Robin was woken from a deep sleep by the heat radiating off her mother. She lifted her head and thought she saw the answer to the problem, both she and her father were smothering her mother, but then she noticed that her mother was shivering and pale and her concern grew drastically, "Mom, are you okay?"

"I'm fine darling, just a bit of a headache."

Bit of a headache, yeah right. That was mom for there's a sledgehammer going off inside my head. Robin quickly got off of the bed and went to get a pen light to examine her mother's pupils and take her temperature, "Mom, I need you to be honest with me right now. On a scale of one to ten, ten being the worst, how bad is the pain?"

"May be a 3," Anna hoped that Robin bought it, but of course between the Devane and the Scorpio blood coursing through the child's veins there was little hope.

"Mom…"

"Alright, alright, it's more like an 8 or 9. But please don't be alarmed, Robin. It'll pass. There's no need to make a big fuss and wake your father," Anna was interrupted by the beep of the thermometer. She could tell by the look on her daughter's face that she was not happy with the reading, "What's the verdict?"

"103.9, you're burning up Mom. We need to get your temperature down," Robin did not like where this was going. Although she realized from the get go that things were serious, she had the sudden realization of just how serious things truly were regarding her mother's health.

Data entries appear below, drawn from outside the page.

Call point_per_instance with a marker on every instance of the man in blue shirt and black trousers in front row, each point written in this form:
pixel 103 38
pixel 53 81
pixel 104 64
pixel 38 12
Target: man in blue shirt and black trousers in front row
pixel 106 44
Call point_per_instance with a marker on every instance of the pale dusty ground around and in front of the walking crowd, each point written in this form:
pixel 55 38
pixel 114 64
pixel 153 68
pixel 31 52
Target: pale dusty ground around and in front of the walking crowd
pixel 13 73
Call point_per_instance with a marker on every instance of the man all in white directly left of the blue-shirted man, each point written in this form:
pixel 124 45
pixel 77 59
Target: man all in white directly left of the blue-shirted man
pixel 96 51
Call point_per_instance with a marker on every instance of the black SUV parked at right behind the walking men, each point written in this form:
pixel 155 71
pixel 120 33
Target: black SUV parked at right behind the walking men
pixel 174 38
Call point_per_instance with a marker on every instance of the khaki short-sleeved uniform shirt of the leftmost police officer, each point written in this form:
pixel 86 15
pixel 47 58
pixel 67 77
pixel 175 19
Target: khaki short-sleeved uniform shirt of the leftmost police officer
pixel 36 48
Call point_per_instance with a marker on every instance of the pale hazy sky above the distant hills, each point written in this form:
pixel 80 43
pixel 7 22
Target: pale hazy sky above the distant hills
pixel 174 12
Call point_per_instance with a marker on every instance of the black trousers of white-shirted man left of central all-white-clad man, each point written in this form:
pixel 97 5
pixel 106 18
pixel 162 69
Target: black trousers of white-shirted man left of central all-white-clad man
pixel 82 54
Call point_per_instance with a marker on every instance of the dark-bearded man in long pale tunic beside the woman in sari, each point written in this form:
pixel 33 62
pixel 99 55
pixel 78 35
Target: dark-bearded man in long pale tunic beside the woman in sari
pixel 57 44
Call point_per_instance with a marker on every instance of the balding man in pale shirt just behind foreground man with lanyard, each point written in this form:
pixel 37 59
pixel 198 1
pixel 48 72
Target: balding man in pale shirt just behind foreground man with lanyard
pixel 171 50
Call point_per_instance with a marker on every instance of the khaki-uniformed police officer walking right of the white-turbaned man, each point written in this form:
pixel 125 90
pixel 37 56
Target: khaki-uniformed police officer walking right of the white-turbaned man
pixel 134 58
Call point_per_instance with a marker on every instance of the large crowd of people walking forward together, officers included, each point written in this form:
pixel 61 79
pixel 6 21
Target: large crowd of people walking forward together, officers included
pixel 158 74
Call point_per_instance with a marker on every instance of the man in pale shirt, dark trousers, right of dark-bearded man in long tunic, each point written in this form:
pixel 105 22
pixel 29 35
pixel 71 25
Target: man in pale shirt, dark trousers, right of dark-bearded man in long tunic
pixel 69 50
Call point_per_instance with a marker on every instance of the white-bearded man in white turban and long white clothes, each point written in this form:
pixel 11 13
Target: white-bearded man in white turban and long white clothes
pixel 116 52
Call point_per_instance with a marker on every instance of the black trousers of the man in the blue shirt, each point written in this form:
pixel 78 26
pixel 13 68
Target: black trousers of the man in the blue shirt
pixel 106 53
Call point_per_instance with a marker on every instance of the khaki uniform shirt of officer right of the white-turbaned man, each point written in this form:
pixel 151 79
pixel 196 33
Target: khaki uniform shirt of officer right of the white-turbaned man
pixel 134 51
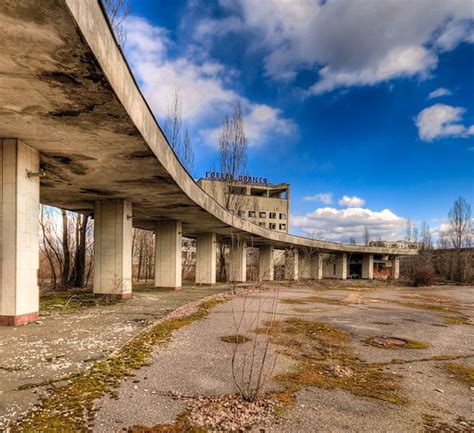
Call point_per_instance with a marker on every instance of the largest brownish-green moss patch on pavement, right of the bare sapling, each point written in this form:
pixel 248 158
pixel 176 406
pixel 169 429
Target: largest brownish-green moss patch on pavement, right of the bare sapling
pixel 326 359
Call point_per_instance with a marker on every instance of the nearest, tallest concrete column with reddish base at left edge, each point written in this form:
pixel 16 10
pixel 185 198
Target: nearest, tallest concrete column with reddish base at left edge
pixel 19 227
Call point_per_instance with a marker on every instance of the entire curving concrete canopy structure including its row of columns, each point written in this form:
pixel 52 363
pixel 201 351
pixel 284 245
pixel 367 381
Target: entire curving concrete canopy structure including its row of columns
pixel 69 105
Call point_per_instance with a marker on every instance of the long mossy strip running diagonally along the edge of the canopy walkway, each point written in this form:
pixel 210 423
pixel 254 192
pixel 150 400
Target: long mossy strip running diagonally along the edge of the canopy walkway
pixel 70 407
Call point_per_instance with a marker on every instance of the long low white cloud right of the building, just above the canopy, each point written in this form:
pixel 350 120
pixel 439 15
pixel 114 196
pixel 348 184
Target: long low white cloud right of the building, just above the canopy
pixel 341 224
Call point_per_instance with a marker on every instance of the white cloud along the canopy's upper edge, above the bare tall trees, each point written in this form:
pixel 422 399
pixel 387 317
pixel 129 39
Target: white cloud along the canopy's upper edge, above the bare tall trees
pixel 204 85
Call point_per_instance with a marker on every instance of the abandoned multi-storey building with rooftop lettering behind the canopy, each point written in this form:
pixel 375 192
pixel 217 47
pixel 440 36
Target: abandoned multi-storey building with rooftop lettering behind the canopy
pixel 251 198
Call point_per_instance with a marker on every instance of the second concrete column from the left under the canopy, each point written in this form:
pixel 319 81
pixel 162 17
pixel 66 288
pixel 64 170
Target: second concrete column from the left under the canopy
pixel 113 248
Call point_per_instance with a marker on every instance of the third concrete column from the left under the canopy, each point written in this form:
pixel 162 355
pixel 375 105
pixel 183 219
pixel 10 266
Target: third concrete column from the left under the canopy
pixel 168 255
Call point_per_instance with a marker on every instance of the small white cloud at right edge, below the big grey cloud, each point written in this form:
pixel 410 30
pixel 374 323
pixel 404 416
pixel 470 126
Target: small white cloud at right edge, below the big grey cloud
pixel 441 120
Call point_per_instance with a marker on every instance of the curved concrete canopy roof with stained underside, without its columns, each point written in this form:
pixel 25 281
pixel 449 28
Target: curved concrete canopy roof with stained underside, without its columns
pixel 66 90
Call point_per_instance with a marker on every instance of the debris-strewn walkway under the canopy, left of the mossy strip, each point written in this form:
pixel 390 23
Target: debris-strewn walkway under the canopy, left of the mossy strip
pixel 61 344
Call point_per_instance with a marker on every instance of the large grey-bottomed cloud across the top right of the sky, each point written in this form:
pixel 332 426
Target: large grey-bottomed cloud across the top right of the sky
pixel 349 42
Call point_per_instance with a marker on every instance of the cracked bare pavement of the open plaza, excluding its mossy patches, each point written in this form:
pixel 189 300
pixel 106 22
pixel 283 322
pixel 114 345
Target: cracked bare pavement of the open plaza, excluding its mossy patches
pixel 197 362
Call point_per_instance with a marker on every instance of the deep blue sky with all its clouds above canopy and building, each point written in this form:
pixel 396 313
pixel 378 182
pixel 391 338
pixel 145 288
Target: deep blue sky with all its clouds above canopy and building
pixel 366 108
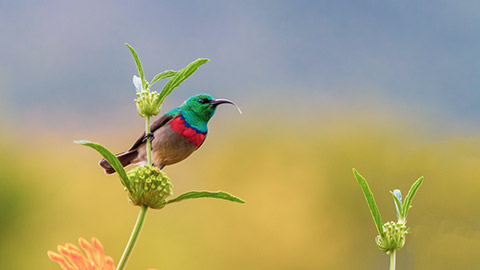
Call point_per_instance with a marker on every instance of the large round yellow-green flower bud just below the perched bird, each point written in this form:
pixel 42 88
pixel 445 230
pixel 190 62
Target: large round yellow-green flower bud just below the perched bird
pixel 148 185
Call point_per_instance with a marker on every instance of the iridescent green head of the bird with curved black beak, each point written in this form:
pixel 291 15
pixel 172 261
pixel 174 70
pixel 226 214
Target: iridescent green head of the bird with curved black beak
pixel 198 109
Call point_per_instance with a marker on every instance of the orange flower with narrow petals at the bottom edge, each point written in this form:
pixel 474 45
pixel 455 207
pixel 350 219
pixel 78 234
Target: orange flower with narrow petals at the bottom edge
pixel 72 258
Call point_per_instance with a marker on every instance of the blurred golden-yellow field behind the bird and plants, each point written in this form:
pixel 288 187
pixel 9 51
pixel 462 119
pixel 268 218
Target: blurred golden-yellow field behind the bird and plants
pixel 304 208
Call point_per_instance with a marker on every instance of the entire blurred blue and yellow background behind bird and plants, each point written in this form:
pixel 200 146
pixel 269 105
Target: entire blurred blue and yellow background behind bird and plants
pixel 390 88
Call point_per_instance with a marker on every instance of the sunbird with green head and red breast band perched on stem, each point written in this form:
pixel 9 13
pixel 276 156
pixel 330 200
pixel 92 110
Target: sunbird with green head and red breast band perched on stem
pixel 174 136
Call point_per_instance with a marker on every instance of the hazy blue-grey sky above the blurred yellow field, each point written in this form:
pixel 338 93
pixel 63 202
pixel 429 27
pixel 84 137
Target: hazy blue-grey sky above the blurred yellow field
pixel 70 56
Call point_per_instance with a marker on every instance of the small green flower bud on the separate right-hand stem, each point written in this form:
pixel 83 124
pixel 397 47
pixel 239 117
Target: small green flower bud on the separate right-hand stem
pixel 394 237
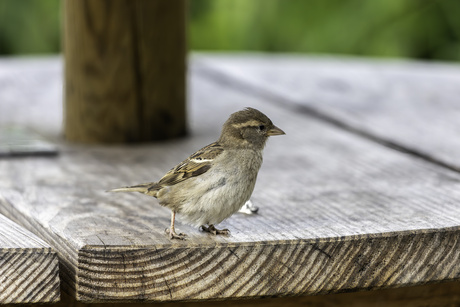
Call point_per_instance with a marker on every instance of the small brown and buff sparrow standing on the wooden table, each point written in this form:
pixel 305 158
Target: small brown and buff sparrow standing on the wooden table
pixel 217 180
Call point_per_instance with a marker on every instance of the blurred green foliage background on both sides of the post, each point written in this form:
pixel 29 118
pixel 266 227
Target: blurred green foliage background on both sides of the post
pixel 418 29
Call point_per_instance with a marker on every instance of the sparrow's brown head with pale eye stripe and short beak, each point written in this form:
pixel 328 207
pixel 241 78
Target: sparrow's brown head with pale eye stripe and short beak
pixel 248 128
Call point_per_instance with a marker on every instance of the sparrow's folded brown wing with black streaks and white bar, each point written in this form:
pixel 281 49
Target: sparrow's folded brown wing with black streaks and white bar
pixel 197 164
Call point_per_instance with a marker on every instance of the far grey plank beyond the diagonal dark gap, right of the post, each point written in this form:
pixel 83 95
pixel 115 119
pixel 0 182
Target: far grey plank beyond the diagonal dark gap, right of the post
pixel 410 105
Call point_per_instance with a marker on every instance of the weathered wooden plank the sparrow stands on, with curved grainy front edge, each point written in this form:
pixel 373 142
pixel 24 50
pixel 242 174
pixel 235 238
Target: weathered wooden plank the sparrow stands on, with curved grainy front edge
pixel 338 213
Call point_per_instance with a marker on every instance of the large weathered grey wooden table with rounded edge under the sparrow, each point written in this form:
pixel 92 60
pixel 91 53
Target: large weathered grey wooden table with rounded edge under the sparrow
pixel 363 192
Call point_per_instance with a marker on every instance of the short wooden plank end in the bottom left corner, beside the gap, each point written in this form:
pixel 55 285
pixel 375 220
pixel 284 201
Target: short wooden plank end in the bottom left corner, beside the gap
pixel 28 266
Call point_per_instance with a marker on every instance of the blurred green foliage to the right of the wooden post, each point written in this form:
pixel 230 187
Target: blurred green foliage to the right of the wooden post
pixel 388 28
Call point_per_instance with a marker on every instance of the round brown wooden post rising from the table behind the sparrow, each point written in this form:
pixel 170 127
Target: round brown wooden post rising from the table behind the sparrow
pixel 125 70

They were in a situation of damned if you do, damned if you don't. She needed surgery desperately, but things had been festering for far too long, and taking her mother in for major surgery in this condition could easily be a death sentence in and of itself. They could not avoid any setbacks, but at this point Robin dreaded that they had reached the point where it would be nothing but one setback after another, "I'm going to give you some acetaminophen to try to bring down the temperature as well as increase your saline drip to help keep you hydrated, then I'm going to go find Patrick so we can set a definite timeline for surgery. We're also going to need to wake up Dad. We need to have a long talk about our options and come to a decision together."